Recommandation du comité
Recommandation du comité
- 420. Dans ces conditions, le comité recommande au Conseil d'administration d'adopter le présent rapport intérimaire et, notamment, les conclusions suivantes:
- Au sujet des allégations concernant le décès de M. Siméon Jean Baptiste et l'emprisonnement de 45 syndicalistes mentionnés par l'organisation plaignante, le comité prie le gouvernement de fournir ses observations.
- Au sujet du défaut de reconnaissance d'une organisation syndicale, le comité constate que cette organisation ne s'est pas conformée aux formalités légales normales prévues par la législation et, en tout état de cause, a apparemment poursuivi ses activités sans être enregistrée.
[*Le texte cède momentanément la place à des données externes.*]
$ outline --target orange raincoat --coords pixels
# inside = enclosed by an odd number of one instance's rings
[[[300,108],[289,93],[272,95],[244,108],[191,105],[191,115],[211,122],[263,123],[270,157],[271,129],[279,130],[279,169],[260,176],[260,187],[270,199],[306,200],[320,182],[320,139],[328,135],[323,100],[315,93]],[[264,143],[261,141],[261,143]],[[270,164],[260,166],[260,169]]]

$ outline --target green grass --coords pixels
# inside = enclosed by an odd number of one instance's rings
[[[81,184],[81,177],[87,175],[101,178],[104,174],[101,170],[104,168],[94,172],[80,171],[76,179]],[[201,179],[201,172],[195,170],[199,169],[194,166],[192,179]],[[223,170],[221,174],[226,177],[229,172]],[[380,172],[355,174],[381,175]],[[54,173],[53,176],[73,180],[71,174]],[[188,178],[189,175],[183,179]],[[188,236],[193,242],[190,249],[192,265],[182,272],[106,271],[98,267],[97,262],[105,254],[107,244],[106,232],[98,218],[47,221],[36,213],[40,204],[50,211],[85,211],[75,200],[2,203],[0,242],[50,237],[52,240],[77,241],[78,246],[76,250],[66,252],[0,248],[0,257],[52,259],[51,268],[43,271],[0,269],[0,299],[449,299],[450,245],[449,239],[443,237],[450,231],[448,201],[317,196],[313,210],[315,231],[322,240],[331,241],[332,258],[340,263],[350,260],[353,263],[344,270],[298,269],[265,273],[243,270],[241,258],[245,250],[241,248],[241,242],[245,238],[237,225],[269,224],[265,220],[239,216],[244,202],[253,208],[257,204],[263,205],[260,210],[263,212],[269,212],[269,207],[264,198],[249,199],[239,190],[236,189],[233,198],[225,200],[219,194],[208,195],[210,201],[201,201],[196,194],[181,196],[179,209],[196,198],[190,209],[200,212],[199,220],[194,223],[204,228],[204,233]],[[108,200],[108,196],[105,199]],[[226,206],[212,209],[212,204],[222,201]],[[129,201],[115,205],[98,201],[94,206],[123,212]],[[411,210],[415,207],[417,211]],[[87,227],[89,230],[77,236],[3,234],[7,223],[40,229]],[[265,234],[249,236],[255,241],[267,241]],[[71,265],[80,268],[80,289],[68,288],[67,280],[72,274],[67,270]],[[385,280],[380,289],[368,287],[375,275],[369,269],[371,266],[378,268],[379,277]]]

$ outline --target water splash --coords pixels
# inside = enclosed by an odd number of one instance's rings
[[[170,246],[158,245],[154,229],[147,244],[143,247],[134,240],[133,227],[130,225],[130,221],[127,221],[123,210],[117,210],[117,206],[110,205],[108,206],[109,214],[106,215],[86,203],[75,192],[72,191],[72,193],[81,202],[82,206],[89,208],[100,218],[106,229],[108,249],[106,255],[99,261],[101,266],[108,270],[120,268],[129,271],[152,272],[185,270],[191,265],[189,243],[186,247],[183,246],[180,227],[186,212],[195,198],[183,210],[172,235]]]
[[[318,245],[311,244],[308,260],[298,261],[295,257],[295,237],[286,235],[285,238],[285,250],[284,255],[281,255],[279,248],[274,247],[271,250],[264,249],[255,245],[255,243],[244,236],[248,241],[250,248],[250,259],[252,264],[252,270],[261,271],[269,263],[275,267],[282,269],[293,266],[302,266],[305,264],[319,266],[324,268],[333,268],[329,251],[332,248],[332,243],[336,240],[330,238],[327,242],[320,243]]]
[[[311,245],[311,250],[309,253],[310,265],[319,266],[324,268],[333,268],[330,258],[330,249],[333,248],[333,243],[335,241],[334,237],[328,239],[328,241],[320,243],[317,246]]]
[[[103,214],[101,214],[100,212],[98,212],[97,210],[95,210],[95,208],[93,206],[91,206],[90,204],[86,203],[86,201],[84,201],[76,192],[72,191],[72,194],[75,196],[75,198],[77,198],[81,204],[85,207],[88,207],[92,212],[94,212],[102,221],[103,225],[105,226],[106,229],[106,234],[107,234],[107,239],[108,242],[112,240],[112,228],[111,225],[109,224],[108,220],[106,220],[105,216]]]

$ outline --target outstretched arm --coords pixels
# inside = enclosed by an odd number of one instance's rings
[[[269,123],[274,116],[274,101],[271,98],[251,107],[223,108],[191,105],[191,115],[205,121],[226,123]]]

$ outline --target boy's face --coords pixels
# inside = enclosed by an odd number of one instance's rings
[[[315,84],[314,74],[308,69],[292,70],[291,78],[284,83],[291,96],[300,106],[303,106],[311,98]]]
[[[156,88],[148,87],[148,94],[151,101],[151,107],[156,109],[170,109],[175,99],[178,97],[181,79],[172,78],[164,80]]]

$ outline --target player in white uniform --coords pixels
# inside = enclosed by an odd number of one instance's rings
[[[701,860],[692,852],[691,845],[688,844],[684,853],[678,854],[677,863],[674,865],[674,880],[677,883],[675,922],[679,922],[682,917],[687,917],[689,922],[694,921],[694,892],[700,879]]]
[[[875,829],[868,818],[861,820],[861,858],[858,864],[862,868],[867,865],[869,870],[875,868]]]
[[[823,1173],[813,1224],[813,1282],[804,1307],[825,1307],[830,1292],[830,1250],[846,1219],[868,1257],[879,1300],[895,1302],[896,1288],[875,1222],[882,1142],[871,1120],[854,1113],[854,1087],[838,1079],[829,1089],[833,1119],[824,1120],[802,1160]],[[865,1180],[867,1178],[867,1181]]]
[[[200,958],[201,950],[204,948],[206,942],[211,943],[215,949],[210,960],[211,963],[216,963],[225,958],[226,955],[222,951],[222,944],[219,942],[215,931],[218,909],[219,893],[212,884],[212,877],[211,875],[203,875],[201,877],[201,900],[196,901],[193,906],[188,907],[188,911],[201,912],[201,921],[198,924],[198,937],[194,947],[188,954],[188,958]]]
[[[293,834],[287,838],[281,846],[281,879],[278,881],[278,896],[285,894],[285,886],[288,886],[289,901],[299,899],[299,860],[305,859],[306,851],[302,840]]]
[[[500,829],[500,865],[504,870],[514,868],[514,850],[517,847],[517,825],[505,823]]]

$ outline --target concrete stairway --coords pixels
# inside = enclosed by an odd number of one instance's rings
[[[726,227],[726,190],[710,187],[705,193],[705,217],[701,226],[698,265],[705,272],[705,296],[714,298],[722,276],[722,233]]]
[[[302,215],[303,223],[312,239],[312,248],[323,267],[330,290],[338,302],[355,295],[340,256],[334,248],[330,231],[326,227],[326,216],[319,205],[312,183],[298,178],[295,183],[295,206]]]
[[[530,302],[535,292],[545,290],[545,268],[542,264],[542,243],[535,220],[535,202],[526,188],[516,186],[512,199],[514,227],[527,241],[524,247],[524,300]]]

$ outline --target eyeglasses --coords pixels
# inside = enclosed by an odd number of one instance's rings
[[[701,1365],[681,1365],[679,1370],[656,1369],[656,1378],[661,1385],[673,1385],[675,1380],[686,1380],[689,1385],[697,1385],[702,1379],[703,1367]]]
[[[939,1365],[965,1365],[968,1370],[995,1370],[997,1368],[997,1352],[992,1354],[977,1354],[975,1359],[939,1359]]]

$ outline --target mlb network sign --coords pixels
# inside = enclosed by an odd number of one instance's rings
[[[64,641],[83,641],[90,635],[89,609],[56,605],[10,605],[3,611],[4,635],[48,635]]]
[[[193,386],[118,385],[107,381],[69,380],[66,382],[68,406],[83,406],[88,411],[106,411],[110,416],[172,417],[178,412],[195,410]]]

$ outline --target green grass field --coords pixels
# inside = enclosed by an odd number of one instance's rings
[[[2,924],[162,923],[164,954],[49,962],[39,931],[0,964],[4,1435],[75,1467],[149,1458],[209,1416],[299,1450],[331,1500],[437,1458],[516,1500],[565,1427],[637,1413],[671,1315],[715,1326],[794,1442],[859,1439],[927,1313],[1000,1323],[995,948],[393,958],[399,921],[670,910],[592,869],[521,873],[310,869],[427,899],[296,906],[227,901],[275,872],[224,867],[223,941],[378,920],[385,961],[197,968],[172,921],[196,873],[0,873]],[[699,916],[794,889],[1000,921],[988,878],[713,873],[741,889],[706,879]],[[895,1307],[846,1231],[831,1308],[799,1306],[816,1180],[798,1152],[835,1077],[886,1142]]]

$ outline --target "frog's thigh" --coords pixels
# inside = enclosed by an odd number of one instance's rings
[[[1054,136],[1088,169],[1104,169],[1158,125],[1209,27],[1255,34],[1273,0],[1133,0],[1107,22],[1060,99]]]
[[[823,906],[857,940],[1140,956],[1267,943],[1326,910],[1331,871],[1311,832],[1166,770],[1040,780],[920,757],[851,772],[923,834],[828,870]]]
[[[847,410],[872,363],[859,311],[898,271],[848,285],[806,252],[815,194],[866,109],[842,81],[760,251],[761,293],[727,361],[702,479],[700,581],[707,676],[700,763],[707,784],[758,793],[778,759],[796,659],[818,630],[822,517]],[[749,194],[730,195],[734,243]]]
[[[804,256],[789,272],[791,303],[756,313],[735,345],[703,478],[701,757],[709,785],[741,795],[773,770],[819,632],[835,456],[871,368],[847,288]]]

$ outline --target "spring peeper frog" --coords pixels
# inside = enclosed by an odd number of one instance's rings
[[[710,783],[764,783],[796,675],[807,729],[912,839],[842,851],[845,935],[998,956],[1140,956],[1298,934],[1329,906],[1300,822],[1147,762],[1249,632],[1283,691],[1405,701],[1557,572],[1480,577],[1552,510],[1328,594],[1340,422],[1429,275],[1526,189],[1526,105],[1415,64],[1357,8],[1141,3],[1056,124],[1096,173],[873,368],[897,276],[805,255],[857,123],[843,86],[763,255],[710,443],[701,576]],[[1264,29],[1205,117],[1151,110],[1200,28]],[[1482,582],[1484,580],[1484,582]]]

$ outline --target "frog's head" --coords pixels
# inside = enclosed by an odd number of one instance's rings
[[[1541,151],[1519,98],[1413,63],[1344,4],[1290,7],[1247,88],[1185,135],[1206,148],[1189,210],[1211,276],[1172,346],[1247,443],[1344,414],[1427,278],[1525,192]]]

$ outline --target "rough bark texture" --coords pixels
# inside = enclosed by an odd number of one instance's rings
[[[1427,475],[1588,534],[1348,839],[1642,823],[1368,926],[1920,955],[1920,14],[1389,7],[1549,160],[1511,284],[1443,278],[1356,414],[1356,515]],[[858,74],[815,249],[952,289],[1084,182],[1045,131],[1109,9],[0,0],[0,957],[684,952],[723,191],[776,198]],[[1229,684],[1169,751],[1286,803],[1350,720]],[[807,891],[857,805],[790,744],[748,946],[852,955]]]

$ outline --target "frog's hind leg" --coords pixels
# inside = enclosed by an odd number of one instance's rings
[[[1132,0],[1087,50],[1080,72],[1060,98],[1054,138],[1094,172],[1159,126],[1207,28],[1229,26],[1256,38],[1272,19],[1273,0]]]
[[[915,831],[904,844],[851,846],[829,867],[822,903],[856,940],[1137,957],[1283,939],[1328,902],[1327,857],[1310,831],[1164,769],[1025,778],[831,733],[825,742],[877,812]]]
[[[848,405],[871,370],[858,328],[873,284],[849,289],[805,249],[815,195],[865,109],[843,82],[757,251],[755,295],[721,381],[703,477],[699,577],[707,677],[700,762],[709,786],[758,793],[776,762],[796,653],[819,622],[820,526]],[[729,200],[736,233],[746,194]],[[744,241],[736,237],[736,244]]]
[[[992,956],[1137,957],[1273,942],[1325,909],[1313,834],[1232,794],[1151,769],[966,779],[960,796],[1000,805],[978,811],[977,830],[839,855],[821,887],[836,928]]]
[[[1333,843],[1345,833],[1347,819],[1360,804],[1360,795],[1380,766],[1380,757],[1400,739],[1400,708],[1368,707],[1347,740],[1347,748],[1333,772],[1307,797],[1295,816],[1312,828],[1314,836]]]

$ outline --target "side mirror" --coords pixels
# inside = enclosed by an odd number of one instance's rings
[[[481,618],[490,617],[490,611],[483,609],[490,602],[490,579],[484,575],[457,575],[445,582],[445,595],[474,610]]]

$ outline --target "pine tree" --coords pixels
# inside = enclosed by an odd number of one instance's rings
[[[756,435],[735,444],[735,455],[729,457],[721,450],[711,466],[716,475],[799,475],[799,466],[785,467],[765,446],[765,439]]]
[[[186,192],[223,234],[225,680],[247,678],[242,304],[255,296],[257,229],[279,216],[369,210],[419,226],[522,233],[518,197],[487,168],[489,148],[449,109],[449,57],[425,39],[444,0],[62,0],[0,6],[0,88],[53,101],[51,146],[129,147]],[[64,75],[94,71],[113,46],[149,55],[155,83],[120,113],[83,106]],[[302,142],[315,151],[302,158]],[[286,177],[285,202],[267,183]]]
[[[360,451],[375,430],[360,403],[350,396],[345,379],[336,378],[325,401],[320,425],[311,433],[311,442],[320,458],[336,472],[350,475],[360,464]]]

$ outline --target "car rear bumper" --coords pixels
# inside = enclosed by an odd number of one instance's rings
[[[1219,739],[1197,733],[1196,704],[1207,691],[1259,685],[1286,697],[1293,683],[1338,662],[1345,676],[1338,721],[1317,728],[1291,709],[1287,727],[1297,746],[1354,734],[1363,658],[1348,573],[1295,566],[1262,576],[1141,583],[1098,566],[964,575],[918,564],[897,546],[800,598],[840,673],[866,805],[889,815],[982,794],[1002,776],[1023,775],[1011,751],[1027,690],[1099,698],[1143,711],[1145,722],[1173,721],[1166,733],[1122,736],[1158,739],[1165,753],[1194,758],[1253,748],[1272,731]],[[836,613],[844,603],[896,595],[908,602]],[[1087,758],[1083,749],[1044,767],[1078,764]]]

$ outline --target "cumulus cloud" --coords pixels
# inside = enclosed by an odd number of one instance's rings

- En ce qui concerne les allégations d'arrestations, de mauvais traitements et d'expulsion de dirigeants et de militants syndicaux, le comité désire attirer l'attention du gouvernement sur les principes selon lesquels les mesures de détention préventive peuvent comporter une grave ingérence dans les activités syndicales, qu'une enquête devrait être effectuée et que des mesures appropriées devraient être prises lorsqu'il y a des allégations de mauvais traitements de détenus.
- En ce qui concerne les allégations relatives à la violation des locaux syndicaux et au gel d'avoirs bancaires, le comité note que le gouvernement n'a pas fait de commentaires sur ces points; il attire son attention sur l'importance du droit à la protection des fonds et biens syndicaux, et le prie de transmettre toutes observations qu'il pourrait formuler à cet égard.
- Au sujet des allégations concernant le licenciement de 48 travailleurs, le comité prie le gouvernement de fournir des informations sur les raisons précises qui ont motivé ces licenciements ainsi que sur le résultat des recours présentés par certains des travailleurs licenciés.